Causes of Swallowing Pain
There are a number of different causes of odynophagia and some of the more common causes are discussed below.
A variety of infections in the mouth, throat, epiglottis, and esophagus may cause pain during swallowing. These infections can manifest as ulcers, abscesses, sore, or inflammation in the structures of the oral cavity and the throat. Examples of infections of the mouth that cause swallowing pain include acute infectious stomatitis and chronic infectious stomatitis. An example of a throat infection that can lead to pain during swallowing is tonsillopharyngitis. Both the tonsils and the throat are affected in tonsillopharyngitis.
Inflammation of the epiglottis (technically known as epiglottitis)and inflammation of the esophagus (technically known as esophagitis) may also cause pain during swallowing. The intensity of pain during swallowing is more pronounced when the infection is severe. Other symptoms such as difficulty in swallowing (dysphagia) may also be present along with odynophagia. However, in many cases of chronic infections of the mouth, throat and esophagus, patients report difficulty in swallowing as the only main symptom.
Some of the pathogens responsible for infections that result in swallowing pain include HIV, herpes simplex virus, cytomegalovirus, Epstein-Barr virus, and yeast (causing oral candidiasis). Bacterial infections of the throat may also cause sore throat and pain during swallowing.

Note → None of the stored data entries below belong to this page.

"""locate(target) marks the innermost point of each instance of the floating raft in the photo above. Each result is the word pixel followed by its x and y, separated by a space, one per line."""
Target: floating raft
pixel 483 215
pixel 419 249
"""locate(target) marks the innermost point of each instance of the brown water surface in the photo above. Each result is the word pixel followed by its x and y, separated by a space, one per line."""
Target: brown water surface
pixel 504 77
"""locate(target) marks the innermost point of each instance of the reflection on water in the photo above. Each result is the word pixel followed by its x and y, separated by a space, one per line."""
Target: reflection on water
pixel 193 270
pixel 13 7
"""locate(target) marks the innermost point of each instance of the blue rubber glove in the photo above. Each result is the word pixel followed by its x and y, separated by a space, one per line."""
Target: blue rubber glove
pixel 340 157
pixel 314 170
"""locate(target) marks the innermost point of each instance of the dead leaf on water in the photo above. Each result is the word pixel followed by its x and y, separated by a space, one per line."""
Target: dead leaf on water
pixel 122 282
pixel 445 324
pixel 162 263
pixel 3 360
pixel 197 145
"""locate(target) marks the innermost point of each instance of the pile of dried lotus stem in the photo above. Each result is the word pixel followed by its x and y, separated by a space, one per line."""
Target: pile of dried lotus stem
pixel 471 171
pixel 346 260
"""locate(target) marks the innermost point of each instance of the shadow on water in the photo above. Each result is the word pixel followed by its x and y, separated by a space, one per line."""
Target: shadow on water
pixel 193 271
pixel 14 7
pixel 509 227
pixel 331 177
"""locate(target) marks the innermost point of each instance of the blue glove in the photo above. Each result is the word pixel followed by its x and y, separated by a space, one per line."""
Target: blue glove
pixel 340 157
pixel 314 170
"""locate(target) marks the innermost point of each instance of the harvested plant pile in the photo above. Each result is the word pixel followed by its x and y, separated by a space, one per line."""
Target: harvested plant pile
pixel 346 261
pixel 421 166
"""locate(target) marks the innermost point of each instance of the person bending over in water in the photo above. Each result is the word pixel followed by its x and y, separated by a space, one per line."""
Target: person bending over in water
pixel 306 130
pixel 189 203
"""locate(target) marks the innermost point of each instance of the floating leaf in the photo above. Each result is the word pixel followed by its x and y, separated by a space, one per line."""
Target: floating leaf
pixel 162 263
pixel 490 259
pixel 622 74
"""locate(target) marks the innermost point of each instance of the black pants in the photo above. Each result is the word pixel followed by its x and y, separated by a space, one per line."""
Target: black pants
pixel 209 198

Read more on strep throat.
Pain during swallowing may also be caused by a foreign body that getss lodged in the throat or the esophagus. These foreign objects may block the passage of food either partially or completely. Obstruction of throat due to the presence of a foreign body could also affect the passage of air, leading to difficulties in breathing. Sharp foreign bodies may also pierce the lining of the throat, tonsils, or esophagus, resulting in injuries that make swallowing painful. Foreign bodies that get lodged in the throat are typically small and sharp objects such as fish bones.
Inflammation, sores or ulcers
Presence of non-infectious inflammation, sores or ulcers in the upper part of the alimentary canal could also lead to pain during swallowing. However, inflammatory conditions resulting in odynophagia are not limited to the alimentary canal. Inflammation of the larynx could also result in swallowing pain. This is because larynx is a part of the swallowing reflex, in which food is prevented from getting into the respiratory tract.
Some examples of inflammatory conditions associated with swallowing pain are mouth sores, pharyngitis, laryngitis, and esophagitis. Odynophagia may also result from an ulcer or abscess within the throat or the esophagus. Inflammation, sores, and ulcers in the mouth, throat, larynx, and esophagus may be caused by different factors. Potential causes include regurgitation of stomach acid in gastroesophageal reflux disease (abbreviated as GERD), intake of hot foods or drinks, radiation therapy, inhalation of toxic gases and autoimmune disorders.
Read more on GERD.
Pain during swallowing may also be caused by the presence of tumors in the mouth, throat, larynx, neck, thyroid gland, and esophagus. Cancer should be considered as a putative cause of swallowing pain in patients who indulge in high-risk behaviors such as cigarette smoking. This is especially important if pain during swallowing is also accompanied by difficulty in swallowing, and sudden weight loss. In cancer patients who report difficulty or pain during swallowing, metastasis should be a consideration.
A number of conditions that affect the esophagus may cause pain during swallowing. A characteristic feature of the involvement of esophagus is pain in the chest region. Pain reported by patients with esophageal conditions is related to the involuntary esophageal stage of the swallowing process. Esophageal conditions that may cause odynophagia include ulcers, esophageal webs, esophageal spasms, achalasia, esopheageal tears or perforation, gastroesophageal reflux disease, and Zenker’s diverticulum.